I work in primary and year 6s can have quite an attitude at times so the staff chosen tend to be experienced teachers/TAs. Perhaps speak to the class teacher to get perspective on what is happening in class between TA and your dd. Our last cohort got a petition to ‘sack’ the Spanish teacher because she insisted on working silently 🙄

DuckyMcDuck Sun 06-Dec-20 16:27:38

I have been a TA in Year 6 for many years and I am certainly having to be stricter this year than in the past.

A major focus in Year 6 is preparation for secondary school and the difference in behaviour expectations between primary and secondary. The more we focus on this, the easier children find the transition.

We've found this year, as most of the children missed the last third of Year 5, that they have taken longer to settle and remember what is expected of them in class and school in general.

HeyBaby2020 Mon 07-Dec-20 17:45:40

Well it is rude to not answer someone when they say good morning 🤷‍♀️

HeyBaby2020 Mon 07-Dec-20 17:49:13

20shadesofgreen

I am not sure from what you have written but was your DD ignoring the TA by not saying good morning, or was she distracted. I would be very unimpressed if the TA’s immediate assumption is to leap to a negative assumption about your DDs motives for not greeting her, if in fact your DD had not noticed or was being distracted by something else. Your DD was only capable of being rude if she deliberately ignored the TA. There are definitely some red flags about the TAs own behaviour that would concern me.

Get a grip

BluebellsGreenbells Mon 07-Dec-20 17:52:56

She may well be being rude. A lot of year 6’s get an attitude being the eldest in the school.

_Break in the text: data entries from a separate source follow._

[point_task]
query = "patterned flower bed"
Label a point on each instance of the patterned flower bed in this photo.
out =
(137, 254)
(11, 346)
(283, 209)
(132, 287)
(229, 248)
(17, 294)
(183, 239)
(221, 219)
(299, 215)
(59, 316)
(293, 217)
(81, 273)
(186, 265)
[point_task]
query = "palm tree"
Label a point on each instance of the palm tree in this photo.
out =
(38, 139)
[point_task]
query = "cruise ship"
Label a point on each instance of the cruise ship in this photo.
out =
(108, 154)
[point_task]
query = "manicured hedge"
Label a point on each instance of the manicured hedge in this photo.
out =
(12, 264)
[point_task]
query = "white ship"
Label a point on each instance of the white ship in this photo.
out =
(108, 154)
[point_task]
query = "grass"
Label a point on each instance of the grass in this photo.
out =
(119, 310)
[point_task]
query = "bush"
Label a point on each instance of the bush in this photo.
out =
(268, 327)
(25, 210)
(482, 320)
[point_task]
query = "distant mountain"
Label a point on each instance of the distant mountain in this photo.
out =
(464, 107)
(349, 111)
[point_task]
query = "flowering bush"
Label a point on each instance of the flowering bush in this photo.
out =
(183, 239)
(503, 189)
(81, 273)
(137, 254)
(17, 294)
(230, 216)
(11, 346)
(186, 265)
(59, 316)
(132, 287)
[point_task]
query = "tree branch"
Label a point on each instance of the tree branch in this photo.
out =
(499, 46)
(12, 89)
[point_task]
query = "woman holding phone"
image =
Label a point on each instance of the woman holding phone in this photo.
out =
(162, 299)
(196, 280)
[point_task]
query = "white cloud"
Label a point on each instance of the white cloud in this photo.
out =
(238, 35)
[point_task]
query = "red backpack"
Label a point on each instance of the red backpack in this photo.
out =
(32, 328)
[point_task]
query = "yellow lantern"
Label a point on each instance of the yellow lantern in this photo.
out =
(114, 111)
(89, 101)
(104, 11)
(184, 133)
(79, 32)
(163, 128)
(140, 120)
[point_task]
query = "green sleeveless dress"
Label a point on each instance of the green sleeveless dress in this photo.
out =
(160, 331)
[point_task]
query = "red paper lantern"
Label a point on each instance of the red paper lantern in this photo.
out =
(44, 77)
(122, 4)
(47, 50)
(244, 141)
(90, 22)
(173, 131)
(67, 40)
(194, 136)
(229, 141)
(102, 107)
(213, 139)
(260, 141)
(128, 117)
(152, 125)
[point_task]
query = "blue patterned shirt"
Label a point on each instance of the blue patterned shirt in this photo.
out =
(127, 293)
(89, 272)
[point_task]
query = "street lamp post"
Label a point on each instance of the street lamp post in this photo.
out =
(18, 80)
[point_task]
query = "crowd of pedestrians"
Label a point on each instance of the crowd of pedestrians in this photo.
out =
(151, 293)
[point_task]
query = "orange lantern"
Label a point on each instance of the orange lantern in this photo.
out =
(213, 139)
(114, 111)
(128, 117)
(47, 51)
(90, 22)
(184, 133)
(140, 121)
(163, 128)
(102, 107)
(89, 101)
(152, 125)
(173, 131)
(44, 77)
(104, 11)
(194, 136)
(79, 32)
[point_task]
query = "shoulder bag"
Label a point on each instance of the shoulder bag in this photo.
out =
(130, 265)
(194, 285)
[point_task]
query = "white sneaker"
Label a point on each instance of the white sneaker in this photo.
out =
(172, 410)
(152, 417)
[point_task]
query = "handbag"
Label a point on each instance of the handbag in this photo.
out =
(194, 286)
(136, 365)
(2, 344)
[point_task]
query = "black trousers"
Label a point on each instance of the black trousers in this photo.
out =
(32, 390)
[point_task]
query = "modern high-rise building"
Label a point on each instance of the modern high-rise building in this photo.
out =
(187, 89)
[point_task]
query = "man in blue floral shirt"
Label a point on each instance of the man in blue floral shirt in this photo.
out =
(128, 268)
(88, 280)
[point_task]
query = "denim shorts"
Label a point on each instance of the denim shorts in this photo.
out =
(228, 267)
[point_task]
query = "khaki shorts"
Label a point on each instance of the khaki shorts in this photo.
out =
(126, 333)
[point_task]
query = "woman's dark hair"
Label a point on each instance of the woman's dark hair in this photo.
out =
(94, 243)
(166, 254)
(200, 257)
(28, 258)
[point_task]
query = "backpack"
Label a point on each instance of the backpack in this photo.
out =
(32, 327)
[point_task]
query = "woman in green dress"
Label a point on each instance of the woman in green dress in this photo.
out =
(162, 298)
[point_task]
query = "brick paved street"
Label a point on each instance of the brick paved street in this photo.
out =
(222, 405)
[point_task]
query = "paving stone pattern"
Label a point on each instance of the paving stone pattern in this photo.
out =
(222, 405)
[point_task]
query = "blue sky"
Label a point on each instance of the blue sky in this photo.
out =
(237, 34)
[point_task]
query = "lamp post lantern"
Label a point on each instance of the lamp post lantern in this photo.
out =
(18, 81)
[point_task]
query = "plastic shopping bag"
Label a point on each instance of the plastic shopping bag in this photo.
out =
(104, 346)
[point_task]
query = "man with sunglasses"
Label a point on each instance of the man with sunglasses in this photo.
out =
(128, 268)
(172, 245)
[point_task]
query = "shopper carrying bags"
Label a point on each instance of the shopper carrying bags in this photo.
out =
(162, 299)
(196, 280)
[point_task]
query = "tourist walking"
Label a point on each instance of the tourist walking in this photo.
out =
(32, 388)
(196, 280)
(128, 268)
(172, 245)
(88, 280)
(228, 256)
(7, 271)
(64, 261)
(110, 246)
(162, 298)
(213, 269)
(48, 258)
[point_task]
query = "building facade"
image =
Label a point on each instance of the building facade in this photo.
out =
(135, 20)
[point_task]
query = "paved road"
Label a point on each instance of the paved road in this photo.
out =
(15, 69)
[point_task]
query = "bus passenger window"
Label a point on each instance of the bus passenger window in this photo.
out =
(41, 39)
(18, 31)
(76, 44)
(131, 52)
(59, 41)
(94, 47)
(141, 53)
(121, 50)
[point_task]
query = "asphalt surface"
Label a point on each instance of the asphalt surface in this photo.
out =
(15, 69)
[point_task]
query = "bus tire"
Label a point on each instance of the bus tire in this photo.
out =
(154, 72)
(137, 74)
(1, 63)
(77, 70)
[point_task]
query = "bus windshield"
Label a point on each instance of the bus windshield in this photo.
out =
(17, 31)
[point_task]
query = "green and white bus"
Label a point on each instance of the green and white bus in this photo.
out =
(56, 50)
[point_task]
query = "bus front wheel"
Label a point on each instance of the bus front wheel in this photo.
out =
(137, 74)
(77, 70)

The TA has noticed and spoken to her and she doesn’t like it.

PresentingPercy Tue 08-Dec-20 12:29:51

OP: it’s perfectly fair and ok to notuce a change in your DD. It’s perfectly reasonable to question why this has happened. A generally well behaved and slightly shy child doesn’t take on the traits described by some posters. She may well be a bit confused and used to a different less rigid classroom in the past. It’s an adjustment that’s hard to make.

I’ve come across rather unfair teachers in the past. The problem is that their attitude is more about them then the DC who have not suddenly turned into unruly brats. I know this is a TA but the same principle applies.

I would speak to her teacher. The ethos of the classroom is down to the teacher. Not the TA. The TA works with the teacher and the teacher might not be aware your DD isn’t happy. It is best to follow it up. Leave out the “good morning” story but do say DD isn’t happy and you are concerned that the ethos and behaviour management in the classroom is causing anxiety and you want the teacher to know. You could also use the opportunity to get to the bottom of B x5. Never heard that one before.

Most schools expect DC to talk through their work with DC who are adjacent. It’s a very good way to reinforce learning. So I would find out about what is happening so you can support your DD with any changes.

(Ignore some of the accusatory posts above).